La définition commune du miel a fait l'objet d'un accord politique (avec l'opposition de l'Espagne)

Bruxelles, 26/05/2000 (Agence Europe) - Le Conseil Marché intérieur a marqué, jeudi, à la majorité qualifiée, son accord politique sur une proposition de directive concernant le miel. Après trois ans de débats, ce texte fixe des règles communes pour la composition, la fabrication, l'étiquetage et les indications d'origine des principales variétés de miel.

Des divergences de vues sont apparues sur la dénomination de miels pouvant être utilisés dans l'industrie, et notamment les pâtisseries industrielles. Ces produits sont définis dans la directive par les caractéristiques suivantes: présenter un goût ou une odeur étrangers, avoir fermenté ou avoir été surchauffé. Le Royaume-Uni et les pays nordiques souhaitaient pouvoir continuer à les appeler "miel de pâtisserie". Mais pour la Belgique, l'Espagne, la France, l'Italie, la Grèce et le Portugal, une appellation plus explicite sur le fait que ces produits ne sont pas destinés à la consommation directe était préférable. Le compromis n'en est pas un véritable, puisque les différentes versions linguistiques varient selon les préférences de chacun, entre "miel de pâtisserie" et "miel destiné à l'industrie".

Insatisfaite, l'Espagne a annoncé qu'elle voterait contre ce texte lors de son approbation formelle. Elle juge inacceptable qu'un même produit soit soumis à des règles différentes selon les pays et que la dénomination "miel de pâtisserie" pourrait induire le consommateur en erreur. Dans une situation assez cocasse, qui fait que les dénominations sur son territoire national seront différentes selon les communautés linguistiques, la Belgique s'abstiendra. Pour des raisons opposées, le Royaume-Uni a également annoncé qu'il s'abstiendrait. Il considère notamment que la dénomination "miel destiné à l'industrie" n'est pas nécessaire et pourrait déprécier, dans d'autres cas, les mesures prises en matière d'étiquetage relatif à la sûreté et à la qualité des produits.

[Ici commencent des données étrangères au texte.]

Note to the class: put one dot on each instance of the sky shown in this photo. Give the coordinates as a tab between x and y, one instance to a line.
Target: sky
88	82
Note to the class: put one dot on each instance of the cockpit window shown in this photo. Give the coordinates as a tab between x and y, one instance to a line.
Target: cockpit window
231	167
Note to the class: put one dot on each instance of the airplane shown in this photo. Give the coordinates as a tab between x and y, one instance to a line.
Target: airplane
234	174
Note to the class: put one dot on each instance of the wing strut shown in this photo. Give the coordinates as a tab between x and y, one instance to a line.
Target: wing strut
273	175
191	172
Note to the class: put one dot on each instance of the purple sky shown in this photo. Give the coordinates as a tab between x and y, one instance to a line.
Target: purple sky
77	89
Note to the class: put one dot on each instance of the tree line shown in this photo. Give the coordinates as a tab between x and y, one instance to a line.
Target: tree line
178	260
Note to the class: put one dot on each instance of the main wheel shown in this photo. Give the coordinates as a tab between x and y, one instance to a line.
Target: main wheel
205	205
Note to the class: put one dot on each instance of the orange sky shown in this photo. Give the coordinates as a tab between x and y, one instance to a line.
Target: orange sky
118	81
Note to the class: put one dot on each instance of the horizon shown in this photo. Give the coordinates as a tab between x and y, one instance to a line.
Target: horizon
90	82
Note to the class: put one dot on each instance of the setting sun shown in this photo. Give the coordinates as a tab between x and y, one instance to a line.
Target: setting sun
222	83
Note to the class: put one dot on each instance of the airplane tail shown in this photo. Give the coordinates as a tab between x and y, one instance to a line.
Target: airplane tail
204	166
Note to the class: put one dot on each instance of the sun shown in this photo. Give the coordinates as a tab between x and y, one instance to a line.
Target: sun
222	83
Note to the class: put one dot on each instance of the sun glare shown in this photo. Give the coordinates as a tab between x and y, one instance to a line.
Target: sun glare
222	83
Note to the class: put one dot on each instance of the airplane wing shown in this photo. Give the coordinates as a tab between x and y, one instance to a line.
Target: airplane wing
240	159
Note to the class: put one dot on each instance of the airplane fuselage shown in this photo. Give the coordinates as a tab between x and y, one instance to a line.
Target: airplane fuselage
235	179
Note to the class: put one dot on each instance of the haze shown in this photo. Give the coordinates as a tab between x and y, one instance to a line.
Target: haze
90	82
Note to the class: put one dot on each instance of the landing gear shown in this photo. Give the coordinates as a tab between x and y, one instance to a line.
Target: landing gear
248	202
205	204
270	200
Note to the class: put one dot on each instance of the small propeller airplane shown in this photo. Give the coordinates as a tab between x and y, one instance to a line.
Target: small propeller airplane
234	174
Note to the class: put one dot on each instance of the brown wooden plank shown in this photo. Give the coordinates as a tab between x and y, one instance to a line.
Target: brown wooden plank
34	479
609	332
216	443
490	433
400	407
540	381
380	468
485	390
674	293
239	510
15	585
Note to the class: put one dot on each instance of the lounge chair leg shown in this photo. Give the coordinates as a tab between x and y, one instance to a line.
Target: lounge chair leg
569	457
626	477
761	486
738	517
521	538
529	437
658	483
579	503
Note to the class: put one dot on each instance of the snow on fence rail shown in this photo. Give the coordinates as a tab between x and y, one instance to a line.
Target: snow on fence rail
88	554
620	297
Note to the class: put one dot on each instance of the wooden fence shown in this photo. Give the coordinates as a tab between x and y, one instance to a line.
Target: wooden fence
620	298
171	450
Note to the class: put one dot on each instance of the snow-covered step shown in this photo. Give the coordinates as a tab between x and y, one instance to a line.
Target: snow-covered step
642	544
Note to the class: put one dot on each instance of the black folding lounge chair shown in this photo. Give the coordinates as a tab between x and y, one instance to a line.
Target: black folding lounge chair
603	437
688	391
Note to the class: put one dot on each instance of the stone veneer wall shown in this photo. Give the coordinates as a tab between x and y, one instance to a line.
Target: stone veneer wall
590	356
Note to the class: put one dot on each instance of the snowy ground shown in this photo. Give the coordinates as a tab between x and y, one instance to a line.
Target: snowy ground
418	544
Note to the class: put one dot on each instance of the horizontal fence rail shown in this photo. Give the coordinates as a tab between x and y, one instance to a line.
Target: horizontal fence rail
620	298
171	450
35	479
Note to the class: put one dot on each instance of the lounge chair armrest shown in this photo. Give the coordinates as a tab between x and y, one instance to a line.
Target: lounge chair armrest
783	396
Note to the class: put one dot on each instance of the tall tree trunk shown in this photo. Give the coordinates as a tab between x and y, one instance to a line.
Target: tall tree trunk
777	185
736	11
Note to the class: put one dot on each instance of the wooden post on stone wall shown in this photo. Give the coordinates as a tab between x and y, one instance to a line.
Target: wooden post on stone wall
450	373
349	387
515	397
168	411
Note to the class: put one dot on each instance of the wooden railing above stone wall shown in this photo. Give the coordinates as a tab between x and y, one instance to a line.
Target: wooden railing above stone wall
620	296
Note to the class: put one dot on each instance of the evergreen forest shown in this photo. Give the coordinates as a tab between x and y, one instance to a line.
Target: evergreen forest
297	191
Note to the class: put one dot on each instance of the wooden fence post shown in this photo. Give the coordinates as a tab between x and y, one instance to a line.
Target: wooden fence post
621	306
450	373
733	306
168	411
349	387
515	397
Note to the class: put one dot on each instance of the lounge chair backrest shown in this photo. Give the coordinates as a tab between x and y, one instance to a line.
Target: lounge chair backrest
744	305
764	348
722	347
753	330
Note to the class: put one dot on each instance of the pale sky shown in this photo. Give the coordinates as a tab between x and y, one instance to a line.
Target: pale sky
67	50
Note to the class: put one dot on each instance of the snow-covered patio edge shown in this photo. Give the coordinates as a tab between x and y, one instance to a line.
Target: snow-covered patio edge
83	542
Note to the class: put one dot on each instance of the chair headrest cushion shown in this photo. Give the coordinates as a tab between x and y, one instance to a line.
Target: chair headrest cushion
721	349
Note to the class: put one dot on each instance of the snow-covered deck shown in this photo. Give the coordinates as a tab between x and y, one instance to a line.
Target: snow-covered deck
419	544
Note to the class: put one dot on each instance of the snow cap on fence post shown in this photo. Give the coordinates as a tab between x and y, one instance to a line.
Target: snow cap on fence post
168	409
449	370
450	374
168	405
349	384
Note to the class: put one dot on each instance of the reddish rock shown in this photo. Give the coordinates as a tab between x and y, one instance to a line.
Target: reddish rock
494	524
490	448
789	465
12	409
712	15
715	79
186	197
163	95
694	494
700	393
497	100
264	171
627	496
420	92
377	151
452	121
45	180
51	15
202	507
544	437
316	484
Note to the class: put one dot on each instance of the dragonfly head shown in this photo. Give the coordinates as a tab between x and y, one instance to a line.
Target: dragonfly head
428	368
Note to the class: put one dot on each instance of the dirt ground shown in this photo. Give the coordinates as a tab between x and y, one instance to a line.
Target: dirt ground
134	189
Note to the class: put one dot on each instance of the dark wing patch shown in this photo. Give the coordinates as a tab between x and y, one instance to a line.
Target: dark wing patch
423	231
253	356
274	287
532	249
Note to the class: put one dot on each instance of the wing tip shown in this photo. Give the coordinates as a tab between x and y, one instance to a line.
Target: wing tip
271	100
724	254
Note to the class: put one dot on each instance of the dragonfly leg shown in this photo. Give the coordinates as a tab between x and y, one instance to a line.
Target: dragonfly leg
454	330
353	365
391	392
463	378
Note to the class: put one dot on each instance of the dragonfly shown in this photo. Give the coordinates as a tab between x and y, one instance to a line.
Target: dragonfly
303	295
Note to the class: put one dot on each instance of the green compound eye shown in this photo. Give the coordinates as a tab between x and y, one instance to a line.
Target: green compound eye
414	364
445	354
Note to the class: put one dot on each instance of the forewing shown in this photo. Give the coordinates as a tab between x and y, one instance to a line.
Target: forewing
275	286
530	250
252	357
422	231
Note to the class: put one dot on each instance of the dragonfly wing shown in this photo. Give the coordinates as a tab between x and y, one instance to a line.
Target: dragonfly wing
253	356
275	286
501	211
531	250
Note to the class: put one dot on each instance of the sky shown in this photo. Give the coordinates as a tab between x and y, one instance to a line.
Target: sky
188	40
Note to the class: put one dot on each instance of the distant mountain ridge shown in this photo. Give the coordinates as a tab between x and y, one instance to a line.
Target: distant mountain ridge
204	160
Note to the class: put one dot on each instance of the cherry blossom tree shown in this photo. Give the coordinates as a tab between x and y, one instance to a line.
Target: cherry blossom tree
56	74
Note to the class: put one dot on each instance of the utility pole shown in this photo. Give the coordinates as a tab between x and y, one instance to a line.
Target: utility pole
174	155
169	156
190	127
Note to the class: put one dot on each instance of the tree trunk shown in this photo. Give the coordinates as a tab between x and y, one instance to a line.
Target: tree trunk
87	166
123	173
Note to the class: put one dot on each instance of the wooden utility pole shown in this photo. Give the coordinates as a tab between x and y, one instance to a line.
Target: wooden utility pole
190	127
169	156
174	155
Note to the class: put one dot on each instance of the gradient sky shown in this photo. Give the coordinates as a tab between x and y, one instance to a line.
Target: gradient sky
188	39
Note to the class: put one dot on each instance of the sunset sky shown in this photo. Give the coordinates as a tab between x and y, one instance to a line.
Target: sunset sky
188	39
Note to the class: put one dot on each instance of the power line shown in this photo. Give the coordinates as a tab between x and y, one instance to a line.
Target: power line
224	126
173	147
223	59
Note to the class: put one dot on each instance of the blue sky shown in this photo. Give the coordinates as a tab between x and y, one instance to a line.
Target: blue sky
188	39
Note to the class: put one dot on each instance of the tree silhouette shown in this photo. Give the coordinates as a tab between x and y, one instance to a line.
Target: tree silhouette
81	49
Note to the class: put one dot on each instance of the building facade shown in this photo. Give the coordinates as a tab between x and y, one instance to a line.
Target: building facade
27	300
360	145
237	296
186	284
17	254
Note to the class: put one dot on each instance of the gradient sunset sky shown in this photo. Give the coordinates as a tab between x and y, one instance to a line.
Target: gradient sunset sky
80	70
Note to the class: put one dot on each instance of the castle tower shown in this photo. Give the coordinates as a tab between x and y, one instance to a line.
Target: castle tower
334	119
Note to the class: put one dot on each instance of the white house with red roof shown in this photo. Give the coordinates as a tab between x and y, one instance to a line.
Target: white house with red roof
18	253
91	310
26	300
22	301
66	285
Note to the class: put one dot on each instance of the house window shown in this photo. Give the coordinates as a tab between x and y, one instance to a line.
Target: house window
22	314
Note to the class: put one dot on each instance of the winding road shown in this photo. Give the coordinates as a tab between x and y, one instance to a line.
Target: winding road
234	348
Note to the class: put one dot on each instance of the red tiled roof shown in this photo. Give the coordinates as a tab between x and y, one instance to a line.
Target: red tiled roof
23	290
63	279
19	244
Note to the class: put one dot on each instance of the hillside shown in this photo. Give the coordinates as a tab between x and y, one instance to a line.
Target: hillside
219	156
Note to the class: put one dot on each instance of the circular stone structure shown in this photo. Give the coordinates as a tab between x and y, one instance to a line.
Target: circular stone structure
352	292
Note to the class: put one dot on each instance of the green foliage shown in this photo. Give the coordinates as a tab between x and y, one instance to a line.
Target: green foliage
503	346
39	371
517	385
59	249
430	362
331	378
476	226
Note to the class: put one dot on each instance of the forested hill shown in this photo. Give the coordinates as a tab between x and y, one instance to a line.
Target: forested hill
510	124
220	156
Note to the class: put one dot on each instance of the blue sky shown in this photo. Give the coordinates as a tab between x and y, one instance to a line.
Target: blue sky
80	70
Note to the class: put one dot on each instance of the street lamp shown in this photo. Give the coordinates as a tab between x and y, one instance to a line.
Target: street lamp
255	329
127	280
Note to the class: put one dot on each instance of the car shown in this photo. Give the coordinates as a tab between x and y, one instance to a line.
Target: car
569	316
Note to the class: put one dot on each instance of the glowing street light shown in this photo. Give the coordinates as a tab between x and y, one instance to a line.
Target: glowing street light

Après approbation formelle, ce texte sera transmis au Parlement européen pour avis. Il fait partie d'un ensemble de cinq propositions présentées en juin 1996 pour simplifier la législation existante et faire le point sur les conditions d'étiquetage. Les quatre autres, portant sur les sucres, les laits de conserve déshydratés destinés à l'alimentation humaine, les jus de fruits et les confitures ont déjà été transmises au Parlement européen.